The real issue is that the majority of the decisions female characters are given are non-decisions.  They aren’t the Lady or the Lion decisions that male characters are given. Typical decisions in a story should be “well option A isn’t that great, and option B is easy but slightly worse. Option C would be the best, but it’s a long shot.”  This is how normal people make decisions.

But decisions for lady characters tend to be a whole ‘nother kit and caboodle.  They are the Lady or COMPLETE AND TOTAL ANNHILATION!  There is never any real option in the decisions presented to female characters. Get married or be murdered?
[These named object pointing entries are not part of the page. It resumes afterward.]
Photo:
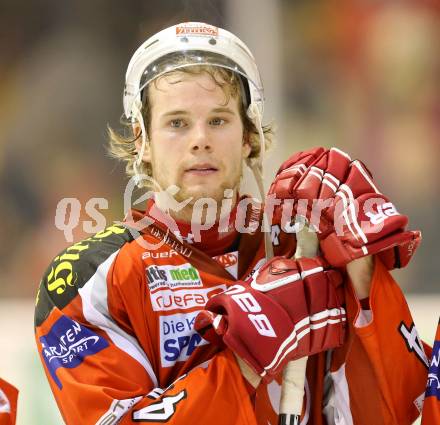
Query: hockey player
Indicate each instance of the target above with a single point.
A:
(116, 313)
(8, 403)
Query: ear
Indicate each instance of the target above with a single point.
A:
(246, 148)
(138, 143)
Well, I reckon I can survive a marriage, but dead is dead.  Go along with the established rules or rebel and hope some cute boy saves you.  The female character is give two bananapants choices, one of which makes sense and the other one which is completely unreasonable.  And when she picks the completely unreasonable one, there is a male figure/love interest there to save her from herself.  Because we, the audience, knew that the wrong choice was the wrong choice.  And OF COURSE women cannot be trusted to make a rational choice.

So the options presented to female characters are really not choices.  Instead, the female main character is shoved through the Plinko machine of the plot just trying to survive.
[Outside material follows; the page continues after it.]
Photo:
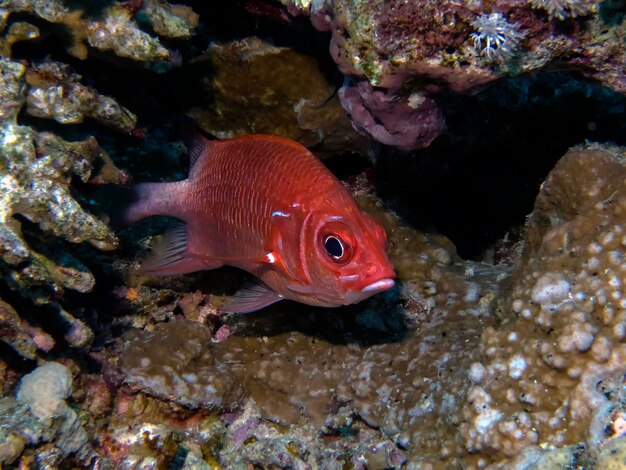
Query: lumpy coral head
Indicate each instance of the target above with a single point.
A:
(405, 122)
Come on, no death!  Big money, happily ever after, no death!  

Come on, no death!  Big money, happily ever after, no death!

This is one of the reasons Hunger Games works so well.  Even though Katniss is being shoved through the actions of the story she still has the ability to affect the outcome to some degree.  Within the games she tries to hike as far away from the other competitors as she can until she’s turned back by a wall of flames.  She befriends Rue even though she knows it can’t end well, and she teams up with Peeta even though she could leave him to die and no one would blame her. Agency.  And if not true Agency, at least the appearance of Agency.

And even if the story isn’t all life or OMG CONSEQUENCES, there is still the curious case of the unconscious female main character.  Female characters lose consciousness more than NFL football players.  Is no one worried about these girls passing out and important plot points happening while they were sleeping? Of course not.  It isn’t like their choices were critical to plot progression.

Anyway, how do we fix this? How do we write female characters that are allowed the same breadth of experience as male characters?

Honestly? I’m not sure. But f I figure it out I’ll let you know.